I know it is not easy.

But as Gandhiji says, “Decency and toleration, to be of any value, must be capable of standing the severest strain.” He was right.

It’s easy to be tolerant when we’re all wearing the same clothes and drinking the same milk shakes and eating the same dosas. It’s difficult to be tolerant when Ahmed wants to sacrifice a goat or Naresh wants to set off firecrackers all night or Santan wants to ring the bells of the church at midnight.

It’s difficult but it’s worth it.

Should you ever travel in India, you will see how spectacularly it is worth it. Few other countries have such a richness of architecture, such a diversity of cultures, such a range of cuisines, such a tangle of faiths, such polyphony of sounds. This is no accident. It is the result of hundreds of years of acceptance. It is the result of our civilisation’s unparalleled ability to assimilate other cultures, other ways of living.

We like to believe that this happened effortlessly in the past and now it’s different and we’re making heavy weather of it. I don’t think it ever happened effortlessly. I think it took time and pain and compromise. No one could see when the Jesuits came to Akbar’s court that they were going to revolutionise Indian cooking by introducing potatoes and chillies to us. No one who suffered the sword of the mighty Mughal could see how it would change our landscape, leaving behind the Taj Mahal and the sweetness of Urdu. No one who heard the first violin being played could have imagined that it would become an integral part of Carnatic music. No one who sipped the first tea could imagine that chai would become our national drink.

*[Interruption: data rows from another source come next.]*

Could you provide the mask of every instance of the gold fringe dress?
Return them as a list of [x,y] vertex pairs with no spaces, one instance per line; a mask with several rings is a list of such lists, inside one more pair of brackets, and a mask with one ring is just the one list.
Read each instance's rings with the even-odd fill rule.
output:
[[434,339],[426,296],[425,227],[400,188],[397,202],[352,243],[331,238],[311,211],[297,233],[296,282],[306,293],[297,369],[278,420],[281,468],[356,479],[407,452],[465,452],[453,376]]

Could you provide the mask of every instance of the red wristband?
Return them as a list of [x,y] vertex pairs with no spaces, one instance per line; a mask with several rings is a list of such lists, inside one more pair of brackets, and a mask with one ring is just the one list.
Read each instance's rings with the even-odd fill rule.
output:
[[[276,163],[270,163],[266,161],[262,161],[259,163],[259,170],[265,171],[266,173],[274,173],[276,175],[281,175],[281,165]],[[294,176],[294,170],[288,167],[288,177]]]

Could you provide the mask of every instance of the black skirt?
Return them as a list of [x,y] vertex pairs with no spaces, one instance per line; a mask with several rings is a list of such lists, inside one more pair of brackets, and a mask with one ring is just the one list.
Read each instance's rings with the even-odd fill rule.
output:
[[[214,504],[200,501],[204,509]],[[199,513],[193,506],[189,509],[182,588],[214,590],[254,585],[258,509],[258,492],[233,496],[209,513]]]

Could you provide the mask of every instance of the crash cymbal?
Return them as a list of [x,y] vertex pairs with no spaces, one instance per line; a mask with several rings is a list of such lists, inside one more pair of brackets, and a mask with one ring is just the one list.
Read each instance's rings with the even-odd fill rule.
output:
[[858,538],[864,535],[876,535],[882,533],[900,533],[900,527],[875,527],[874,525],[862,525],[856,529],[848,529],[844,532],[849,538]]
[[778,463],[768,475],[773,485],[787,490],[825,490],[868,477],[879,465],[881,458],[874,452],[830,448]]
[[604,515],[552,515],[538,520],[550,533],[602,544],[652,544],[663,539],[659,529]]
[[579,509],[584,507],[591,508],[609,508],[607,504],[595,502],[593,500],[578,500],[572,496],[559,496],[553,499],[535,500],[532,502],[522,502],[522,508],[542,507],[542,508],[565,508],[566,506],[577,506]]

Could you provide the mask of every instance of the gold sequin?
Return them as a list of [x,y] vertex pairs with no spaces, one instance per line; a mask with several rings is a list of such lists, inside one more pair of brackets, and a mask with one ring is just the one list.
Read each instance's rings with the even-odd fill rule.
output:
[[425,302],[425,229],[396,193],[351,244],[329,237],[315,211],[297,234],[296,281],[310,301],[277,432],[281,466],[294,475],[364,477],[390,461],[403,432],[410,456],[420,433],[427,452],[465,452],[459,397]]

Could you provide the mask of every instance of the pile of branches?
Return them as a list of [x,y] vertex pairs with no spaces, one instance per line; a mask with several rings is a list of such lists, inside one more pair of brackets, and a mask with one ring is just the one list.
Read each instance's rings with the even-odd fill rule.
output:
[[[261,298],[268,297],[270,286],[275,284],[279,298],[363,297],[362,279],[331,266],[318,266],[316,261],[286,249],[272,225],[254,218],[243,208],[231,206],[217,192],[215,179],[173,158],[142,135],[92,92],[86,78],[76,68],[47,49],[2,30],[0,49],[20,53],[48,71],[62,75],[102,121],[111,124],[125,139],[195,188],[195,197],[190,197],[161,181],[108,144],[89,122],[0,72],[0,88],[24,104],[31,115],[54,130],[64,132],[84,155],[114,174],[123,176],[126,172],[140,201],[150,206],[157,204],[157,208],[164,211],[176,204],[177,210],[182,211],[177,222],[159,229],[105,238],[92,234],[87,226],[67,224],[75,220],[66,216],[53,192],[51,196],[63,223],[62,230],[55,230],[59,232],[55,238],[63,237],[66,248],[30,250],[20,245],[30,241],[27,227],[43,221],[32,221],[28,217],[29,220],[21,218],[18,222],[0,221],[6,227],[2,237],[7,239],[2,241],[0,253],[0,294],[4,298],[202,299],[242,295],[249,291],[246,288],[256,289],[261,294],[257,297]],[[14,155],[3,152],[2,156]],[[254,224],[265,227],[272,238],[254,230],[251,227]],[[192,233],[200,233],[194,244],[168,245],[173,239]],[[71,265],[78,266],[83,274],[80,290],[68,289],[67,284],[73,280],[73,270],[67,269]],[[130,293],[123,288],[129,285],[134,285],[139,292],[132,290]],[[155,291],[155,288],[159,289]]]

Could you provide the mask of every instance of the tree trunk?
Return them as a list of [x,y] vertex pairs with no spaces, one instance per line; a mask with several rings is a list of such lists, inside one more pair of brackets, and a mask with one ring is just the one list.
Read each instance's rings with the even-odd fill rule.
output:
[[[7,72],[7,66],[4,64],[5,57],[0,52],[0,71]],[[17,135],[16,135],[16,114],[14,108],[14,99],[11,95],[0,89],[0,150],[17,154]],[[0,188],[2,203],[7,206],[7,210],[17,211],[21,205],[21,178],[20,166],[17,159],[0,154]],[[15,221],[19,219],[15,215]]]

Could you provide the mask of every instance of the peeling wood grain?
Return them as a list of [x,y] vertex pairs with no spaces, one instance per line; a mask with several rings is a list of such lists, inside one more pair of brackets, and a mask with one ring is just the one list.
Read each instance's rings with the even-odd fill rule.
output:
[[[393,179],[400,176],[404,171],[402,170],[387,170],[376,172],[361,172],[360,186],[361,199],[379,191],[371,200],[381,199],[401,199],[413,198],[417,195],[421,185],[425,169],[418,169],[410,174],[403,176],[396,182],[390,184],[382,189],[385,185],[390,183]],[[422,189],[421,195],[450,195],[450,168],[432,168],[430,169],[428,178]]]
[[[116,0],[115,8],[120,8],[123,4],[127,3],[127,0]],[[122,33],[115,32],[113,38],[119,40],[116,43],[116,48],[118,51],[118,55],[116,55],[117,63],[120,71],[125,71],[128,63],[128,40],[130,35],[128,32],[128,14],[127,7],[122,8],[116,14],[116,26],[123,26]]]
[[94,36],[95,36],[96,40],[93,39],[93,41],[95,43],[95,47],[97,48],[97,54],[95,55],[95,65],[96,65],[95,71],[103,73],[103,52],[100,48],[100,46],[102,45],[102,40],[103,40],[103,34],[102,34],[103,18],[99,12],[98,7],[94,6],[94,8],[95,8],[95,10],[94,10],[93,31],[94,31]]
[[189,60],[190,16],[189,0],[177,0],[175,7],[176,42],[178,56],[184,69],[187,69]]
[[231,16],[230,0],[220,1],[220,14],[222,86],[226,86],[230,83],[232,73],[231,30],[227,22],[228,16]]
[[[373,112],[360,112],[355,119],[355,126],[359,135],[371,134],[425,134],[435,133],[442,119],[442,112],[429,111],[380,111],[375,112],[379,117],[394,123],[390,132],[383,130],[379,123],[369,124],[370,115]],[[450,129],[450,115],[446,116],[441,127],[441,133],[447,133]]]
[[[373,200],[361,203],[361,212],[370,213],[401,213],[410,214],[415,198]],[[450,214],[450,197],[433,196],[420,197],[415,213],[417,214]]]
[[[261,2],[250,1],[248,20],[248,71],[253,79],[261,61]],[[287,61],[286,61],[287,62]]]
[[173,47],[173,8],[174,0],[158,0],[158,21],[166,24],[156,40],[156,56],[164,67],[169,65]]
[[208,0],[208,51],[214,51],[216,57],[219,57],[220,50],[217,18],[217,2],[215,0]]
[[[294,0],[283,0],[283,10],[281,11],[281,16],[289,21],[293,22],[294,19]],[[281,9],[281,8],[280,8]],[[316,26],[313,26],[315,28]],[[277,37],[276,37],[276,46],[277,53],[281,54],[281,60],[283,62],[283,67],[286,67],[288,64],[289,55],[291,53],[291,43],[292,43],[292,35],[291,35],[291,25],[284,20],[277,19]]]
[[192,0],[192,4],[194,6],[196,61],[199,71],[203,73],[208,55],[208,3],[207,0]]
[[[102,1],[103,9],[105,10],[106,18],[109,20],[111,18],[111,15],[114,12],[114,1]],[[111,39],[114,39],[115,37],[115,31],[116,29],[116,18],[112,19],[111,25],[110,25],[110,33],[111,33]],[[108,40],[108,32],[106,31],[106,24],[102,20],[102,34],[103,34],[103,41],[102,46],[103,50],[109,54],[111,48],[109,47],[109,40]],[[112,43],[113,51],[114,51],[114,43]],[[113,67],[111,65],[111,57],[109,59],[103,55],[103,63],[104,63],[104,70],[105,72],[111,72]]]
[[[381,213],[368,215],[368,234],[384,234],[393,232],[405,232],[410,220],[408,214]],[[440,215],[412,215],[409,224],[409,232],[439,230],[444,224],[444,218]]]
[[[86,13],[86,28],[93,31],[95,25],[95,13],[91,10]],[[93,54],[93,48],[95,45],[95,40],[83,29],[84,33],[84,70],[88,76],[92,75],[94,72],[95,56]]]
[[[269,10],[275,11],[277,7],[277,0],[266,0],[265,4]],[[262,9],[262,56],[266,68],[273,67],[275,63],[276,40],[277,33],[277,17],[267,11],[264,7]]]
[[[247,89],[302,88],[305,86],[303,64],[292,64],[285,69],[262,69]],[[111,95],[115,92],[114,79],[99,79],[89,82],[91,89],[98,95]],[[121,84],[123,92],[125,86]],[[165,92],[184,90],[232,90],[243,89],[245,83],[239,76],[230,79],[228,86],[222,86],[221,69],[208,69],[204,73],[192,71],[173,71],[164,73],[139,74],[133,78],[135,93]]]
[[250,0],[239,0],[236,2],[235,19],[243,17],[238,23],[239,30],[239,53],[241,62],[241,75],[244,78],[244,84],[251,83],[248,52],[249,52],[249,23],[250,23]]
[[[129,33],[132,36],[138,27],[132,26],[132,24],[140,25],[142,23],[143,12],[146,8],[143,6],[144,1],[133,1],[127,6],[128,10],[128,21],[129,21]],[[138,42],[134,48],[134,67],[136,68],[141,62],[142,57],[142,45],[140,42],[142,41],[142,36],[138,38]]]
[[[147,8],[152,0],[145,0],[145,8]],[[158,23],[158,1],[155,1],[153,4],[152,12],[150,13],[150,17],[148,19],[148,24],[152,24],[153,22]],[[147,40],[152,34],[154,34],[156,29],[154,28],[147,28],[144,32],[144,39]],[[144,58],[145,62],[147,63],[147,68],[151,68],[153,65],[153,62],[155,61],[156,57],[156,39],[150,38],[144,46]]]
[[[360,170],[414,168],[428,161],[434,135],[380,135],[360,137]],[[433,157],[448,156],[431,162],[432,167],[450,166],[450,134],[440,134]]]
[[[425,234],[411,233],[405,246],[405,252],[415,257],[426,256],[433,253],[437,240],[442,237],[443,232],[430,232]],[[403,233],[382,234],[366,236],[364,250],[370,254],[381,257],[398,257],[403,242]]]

But eventually, these things did settle down and become Indian. The chilli belongs to us as chai does as does the violin as does disco dandiya. They are ours because we made space in our minds and hearts for them.

Can we do that for the man next door?

I hope we can. He has much to offer, although he bundles it up with some bits and pieces we wish we could do away with. But that’s how he comes: a mixed blessing.

And think about it for a moment. Aren’t you a mixed blessing yourself?